If that is correct, then let me also ask something else: The voltage is irrelevant to the measured energy expenditure right? It doesn't matter if the first capacitor starts at 100 volts and discharges to 0 volts while the second capacitor starts at 0 and charges to 10 volts. All that matters for computing the energy movement is the actual charge/amps. Right?

This part is not right. The voltage is very relevant to the energy.

The energy stored in a capacitor is:

$$E = \frac{1}{2}CV^2$$

The voltage on a capacitor is determined by the charge and the capacitance:

$$V = \frac{Q}{C}$$

If you have a smaller capacitor, a given amount of charge will create a higher voltage, and it will take significantly more energy to put it there.


The problem (or rather, what may make this confusing) is that your thought experiment is not actually that trivial to turn into a real experiment. The simple capacitor experiments involve hooking up the cap to a near constant voltage source, which will give you the well-known charging graphs (charging current starts out high, then decreases).

Anyways, let's say you do have a constant current source to charge your caps with. If you charge C1 at 1A for 1s, you put 1C of charge on it.
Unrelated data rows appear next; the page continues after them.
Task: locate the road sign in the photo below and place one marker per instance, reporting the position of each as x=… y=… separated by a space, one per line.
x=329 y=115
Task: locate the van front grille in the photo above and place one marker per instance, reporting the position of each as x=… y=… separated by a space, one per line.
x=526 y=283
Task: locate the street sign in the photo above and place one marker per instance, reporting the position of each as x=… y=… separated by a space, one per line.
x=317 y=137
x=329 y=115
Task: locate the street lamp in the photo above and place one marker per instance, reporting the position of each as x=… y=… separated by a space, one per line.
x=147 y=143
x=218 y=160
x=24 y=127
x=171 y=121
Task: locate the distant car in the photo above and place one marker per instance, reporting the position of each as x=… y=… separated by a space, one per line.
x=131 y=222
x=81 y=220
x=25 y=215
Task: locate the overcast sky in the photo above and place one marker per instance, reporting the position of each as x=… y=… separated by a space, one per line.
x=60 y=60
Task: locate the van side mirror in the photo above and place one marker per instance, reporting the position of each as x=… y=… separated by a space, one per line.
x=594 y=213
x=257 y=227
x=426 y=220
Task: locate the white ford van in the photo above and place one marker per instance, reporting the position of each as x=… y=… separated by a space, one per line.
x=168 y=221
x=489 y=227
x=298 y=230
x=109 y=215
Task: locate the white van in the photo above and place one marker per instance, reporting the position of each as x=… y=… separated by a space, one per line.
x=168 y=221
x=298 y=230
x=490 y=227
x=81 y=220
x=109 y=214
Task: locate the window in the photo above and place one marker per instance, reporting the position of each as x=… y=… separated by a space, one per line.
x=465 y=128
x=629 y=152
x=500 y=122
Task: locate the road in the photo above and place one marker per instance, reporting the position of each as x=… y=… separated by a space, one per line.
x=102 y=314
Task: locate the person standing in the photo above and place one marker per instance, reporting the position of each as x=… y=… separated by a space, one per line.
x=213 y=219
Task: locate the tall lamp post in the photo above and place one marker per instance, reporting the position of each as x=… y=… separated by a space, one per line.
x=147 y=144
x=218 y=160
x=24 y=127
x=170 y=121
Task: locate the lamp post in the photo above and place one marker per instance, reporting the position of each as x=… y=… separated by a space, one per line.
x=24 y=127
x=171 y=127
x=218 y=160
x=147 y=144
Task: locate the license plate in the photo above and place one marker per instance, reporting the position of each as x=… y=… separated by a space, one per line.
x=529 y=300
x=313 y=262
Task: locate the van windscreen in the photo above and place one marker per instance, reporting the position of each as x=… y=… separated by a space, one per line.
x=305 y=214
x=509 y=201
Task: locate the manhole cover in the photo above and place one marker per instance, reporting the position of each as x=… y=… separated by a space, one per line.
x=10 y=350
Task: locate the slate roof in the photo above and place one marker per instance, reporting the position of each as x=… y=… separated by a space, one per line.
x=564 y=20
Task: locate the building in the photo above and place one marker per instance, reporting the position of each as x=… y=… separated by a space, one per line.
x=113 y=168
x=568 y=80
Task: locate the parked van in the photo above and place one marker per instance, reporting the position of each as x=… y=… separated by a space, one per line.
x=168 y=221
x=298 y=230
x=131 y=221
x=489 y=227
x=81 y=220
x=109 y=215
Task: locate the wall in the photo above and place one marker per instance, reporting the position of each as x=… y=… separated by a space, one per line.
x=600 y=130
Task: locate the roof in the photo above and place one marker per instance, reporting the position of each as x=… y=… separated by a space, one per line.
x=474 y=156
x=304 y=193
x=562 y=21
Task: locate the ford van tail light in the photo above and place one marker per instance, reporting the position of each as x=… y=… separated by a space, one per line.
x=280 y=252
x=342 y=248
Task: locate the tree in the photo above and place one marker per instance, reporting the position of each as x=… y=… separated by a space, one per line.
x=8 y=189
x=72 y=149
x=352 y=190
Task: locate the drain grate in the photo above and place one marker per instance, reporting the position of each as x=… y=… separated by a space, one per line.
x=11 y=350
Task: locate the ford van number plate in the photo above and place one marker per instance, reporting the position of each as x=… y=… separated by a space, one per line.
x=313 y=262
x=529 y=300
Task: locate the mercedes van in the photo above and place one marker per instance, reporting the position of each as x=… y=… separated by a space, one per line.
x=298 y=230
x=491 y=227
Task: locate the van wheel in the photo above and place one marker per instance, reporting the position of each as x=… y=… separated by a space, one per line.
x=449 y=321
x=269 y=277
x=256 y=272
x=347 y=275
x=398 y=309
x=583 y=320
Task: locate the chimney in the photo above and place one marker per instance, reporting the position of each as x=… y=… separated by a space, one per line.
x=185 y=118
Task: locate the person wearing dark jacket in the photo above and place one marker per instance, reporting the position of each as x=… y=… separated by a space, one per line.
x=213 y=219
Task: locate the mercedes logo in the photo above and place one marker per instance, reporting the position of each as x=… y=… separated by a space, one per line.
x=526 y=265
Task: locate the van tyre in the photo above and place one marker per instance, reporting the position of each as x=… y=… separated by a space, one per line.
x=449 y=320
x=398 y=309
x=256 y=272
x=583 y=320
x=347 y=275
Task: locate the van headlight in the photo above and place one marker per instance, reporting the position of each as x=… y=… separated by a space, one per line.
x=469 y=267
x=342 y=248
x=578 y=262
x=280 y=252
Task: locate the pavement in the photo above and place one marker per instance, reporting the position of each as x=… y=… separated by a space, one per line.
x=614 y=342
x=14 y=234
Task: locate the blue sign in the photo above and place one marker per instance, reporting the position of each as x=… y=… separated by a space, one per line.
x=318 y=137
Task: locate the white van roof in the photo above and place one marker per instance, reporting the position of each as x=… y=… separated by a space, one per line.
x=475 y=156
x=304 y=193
If you charge C2 at 2A for 1s, you put 2C of charge on it.

If you then disconnect the current source, the voltage between the two leads will be determined by the capacitance: If C1 ends up at 100V, that means it has a capacitance of 1C/100V = 10mF. If C2 ends up at 10V, it has a capacitance of 2C/10V = 200mF.

(For an explanation of the energy issues involved, see Dave Tweed's answer.)


One ampere is one coulomb per second, yes. Therefore, one coulomb is one amp-second.

The official definition of the farad is the amount of capacitance on which a charge of one coulomb will change its voltage by 1 volt.

We know that:

\$I_C = C \dfrac{dV}{dt} \$

or

\$ dV = \dfrac{I_c \cdot dt}{C}\$

Therefore:

\$ V = \dfrac{I_c \cdot t}{C} = \dfrac{Q}{C}\$ (omit the deltas for now)

\$ C = \dfrac{Q}{V}\$

Charge is charge regardless of the voltage. 1 coulomb is 1 coulomb. The capacitor voltages will vary depending on their sizes (the larger the cap, the lower the voltage a coulomb will produce).